Report
Reach for the Sun
The Emerging Market Electricity Leapfrog
Kingsmill Bond, Arunabha Ghosh, Ed Vaughan, Harry Benham
July 2021 | Emerging Economies, Energy Transitions
Suggested citation: Bond, Kingsmill, Arunabha Ghosh, Ed Vaughan, and Harry Benham. 2021. Reach for the sun: The emerging market electricity leapfrog. A Carbon Tracker-CEEW report. London: Carbon Tracker.
Overview
This study provides an overview of the emerging market electricity leapfrog. It demonstrates that emerging markets will not follow the same path to renewables as the developed markets. The study discusses how the developing countries are about to leapfrog fossil fuels in this decade to generate all the growth in their electricity supply from renewables. It focuses on types of leapfrog, the different groups of emerging markets, how advanced the leapfrog is, the forces driving the leapfrog as well as the various barriers to change.
Key Findings
- About 88 per cent of the growth in electricity demand between 2019 and 2040 is expected to come from the emerging markets. If they do not leapfrog to renewables, there will be no global energy transition.

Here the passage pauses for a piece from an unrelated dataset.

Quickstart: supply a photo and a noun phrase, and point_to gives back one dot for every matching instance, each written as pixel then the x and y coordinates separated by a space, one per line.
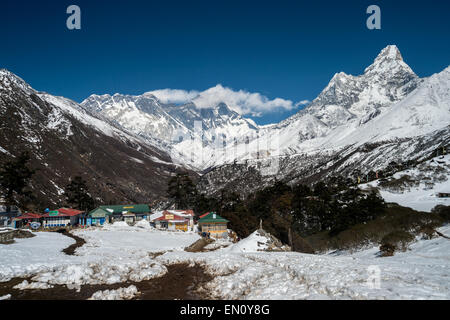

- Many countries have already leapfrogged. The demand for fossil fuels for electricity generation in developed markets peaked in 2007, and is down 20 per cent since then; 99 per cent of developed markets have already seen a peak.
- India’s double leapfrog — connecting nearly all households to electricity and its renewable energy rollout — is one of the most revolutionary in scale.
- In emerging markets except China, fossil fuel demand for electricity has already peaked in countries accounting for 63 per cent of total demand. Even in 2019, 87 per cent of the growth in electricity supply came from non-fossil sources. China is likely to peak before 2025.
- Developing economies have massive renewable flows, 140 times greater than their energy demand. The move to renewables will save millions of lives lost to fossil fuel pollutants, reduce energy dependency for the 80 per cent of people living in fossil fuel importing countries and drive local job creation.
- Global drivers can speed up the shift to renewables. Leaders of the countries with over 75 per cent of global GDP have pledged to get to net-zero by mid-century; competition between China and the US favours a rapid dissemination of renewable technologies; and capital markets are increasing the cost of fossil capital relative to renewables capital. Expect more global technical, financial and policy support.
Key Recommendations
- Developed market policymakers need to identify those countries where the political economy favours a leapfrog, transfer policy and technology expertise and help reduce the cost of capital.
- Ensure the critical financial support needed to drive down prices of storage technologies and cover for current gaps between renewables-plus-storage versus coal. Without such support, either the pace of the energy transition would be slower or many energy poor people would be trapped at low levels of energy consumption. Neither is morally acceptable.
The emerging markets are key to the global transition. 88% of the growth in electricity demand between 2019 and 2040 is expected to come from the emerging markets. If they do not leapfrog to renewables, there will be no global energy transition.